Toronto - A series of recent court rulings that have left Canada's marijuana law in limbo isn't providing relief for those with illnesses, say people who need to use the drug for medical reasons.


"Pot possession laws, decriminalization, whatever the government is doing, whatever the courts are doing, is not helping us at all," said William Palmer, an HIV sufferer, who can legally smoke marijuana for medicinal purposes.


"They are still not helping the sick. Where are the priorities here? I don't care if they decriminalize it tomorrow, we need pharmacies that can sell marijuana and we need them now."

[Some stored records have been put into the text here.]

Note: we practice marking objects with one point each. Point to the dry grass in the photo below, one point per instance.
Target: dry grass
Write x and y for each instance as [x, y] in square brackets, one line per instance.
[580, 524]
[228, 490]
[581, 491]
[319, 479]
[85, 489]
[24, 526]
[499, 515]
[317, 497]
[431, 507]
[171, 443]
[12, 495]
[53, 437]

Those who have exemptions from the Controlled Drugs and Substances Act still have no way to legally procure the drug and don't want to be forced to buy pot on the street.

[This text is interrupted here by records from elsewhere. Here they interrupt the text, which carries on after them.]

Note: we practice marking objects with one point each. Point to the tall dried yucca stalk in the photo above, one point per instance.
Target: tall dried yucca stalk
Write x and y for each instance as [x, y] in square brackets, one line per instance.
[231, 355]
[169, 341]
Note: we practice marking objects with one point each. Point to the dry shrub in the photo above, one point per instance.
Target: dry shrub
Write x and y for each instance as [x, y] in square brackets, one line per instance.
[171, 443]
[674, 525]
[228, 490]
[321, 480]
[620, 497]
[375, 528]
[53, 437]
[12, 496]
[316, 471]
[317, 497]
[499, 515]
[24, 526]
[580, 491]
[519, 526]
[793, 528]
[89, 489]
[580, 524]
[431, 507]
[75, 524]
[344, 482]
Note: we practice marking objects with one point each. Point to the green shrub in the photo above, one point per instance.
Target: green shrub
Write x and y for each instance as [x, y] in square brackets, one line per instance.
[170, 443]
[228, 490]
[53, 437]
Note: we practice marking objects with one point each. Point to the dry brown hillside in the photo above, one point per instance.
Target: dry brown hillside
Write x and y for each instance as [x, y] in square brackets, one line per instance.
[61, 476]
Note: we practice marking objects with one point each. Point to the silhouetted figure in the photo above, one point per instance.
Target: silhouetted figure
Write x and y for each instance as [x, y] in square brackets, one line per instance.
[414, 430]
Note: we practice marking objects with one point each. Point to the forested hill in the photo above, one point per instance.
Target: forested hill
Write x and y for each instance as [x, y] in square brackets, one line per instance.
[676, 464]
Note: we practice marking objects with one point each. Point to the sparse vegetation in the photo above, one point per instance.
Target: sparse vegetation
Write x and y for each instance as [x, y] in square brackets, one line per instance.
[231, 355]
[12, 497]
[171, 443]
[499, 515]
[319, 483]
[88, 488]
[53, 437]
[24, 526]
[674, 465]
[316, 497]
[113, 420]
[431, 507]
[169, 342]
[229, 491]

Doctors are still being pressured by powerful associations not to sign patient declarations that allow marijuana to be legally smoked for medicine. And even a speedy move toward decriminalization won't make a difference.


On Thursday a landmark Superior Court decision declared the current Marijuana Medicinal Access Regulations unconstitutional, giving the government an ultimatum to fix regulations or supply pot.


On Friday, an Ontario judge found there was no law on the books forbidding the possession of small amounts of marijuana, following an earlier decision in Windsor, Ont.


"These decisions are helping the recreational user but for us, for the sick, nothing is being done," Palmer said. "We don't want to turn to the street, we want to buy this like any other medicine - in a pharmacy."


The Canadian Medical Protective Association, which provides malpractice insurance, continues to advise those physicians who are not or do not feel qualified to make assessments about the effects of marijuana to refrain from signing a exemption declaration for a patient.


"That would leave very few physicians in Canada who would have the needed degree of knowledge," the association's executive director Dr. John Gray said. "There haven't been enough trials for us to know what the effects are for someone using marijuana who has a condition like epilepsy."


The Canadian Medical Association is urging the federal government to develop a national drug strategy if it intends to decriminalize marijuana.